- Born: 5 July 1879 Zagreb, Kingdom of Croatia-Slavonia, Austria-Hungary (now Croatia)
- Died: in 1941–1945 in one of concentration camps in the Independent State of Croatia
- Education: University of Zagreb
- Occupation: Politician
- Political party: Party of Rights

= Vladimir Sachs-Petrović =

Croatian politician and lawyer (born 1879)

Vladimir Sachs-Petrović (5 July 1879 – 1941–1945) was a Jewish-Croatian politician and lawyer. Sachs-Petrović obtained doctoral degree from the Faculty of Law, University of Zagreb in 1905. He was a prominent member of the Party of Rights.

Born in Zagreb to a family of Jewish origin, despite that Sachs-Petrović publicly argued that "Jews are not a nation, but Croats of Moses' faith". Sachs-Petrović was arrested on the day of the 1918 protest in Zagreb, as a leading figure of the Frankist faction of the Party of Rights. In early 1919, after establishment of the Kingdom of Serbs, Croats and Slovenes (KSCS), he was arrested as a Croatian nationalist and briefly imprisoned. By 1920, Sachs-Petrović moved to Italy where he established a law firm. While in Italy, he joined the Croatian Committee. The organisation aimed at destruction of the KSCS was led by Ivo Frank and, at the time, included Generaloberst Stjepan Sarkotić, Lieutenant Colonel Stephan Duić, Emanuel Gagliardi, Niko Petričević, Vilim Stipetić, and Beno Klobučarić.
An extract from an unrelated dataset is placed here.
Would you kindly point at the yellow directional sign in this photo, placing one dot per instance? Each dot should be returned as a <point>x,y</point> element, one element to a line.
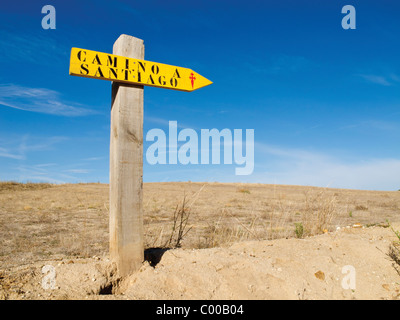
<point>105,66</point>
Sachs-Petrović, along with Frank, was the co-signatory of an agreement with Gabriele D'Annunzio, offering to turn over territory along Dalmatian coast of the Adriatic Sea to Italy in return for assistance in seizing power in Croatia. In 1922–1923, Sachs-Petrović was in the United States lobbying officials and private donors to support Montenegrin rebels. In 1924, Sachs-Petrović and Frank signed the Balkan Federation agreement with representatives of the Internal Macedonian Revolutionary Organization, Montenegrin and Kosovo rebels in Vienna. The signing was hosted by Dimitar Vlahov and supported by the Soviet Union. Sachs-Petrović was accused of embezzling the money received from D'Annunzio and funding Ante Pavelić after he emigrated from the KSCS in 1929, as well as of working for the KSCS police. After establishment of the Banovina of Croatia within the KSCS in 1939, Sachs-Petrović returned to Zagreb. Following Axis Invasion of Yugoslavia in April 1941, and establishment of the puppet Independent State of Croatia, Sachs-Petrović requested the authorities to exempt him and his wife Elza from wearing the yellow badge on account of his prior work for the Croatian cause. His request was granted in May when he was awarded the honorary Aryan status. Nonetheless, before the end of the war in 1945, both he and his wife were taken away, presumably to one of concentration camps in the Independent State of Croatia and killed.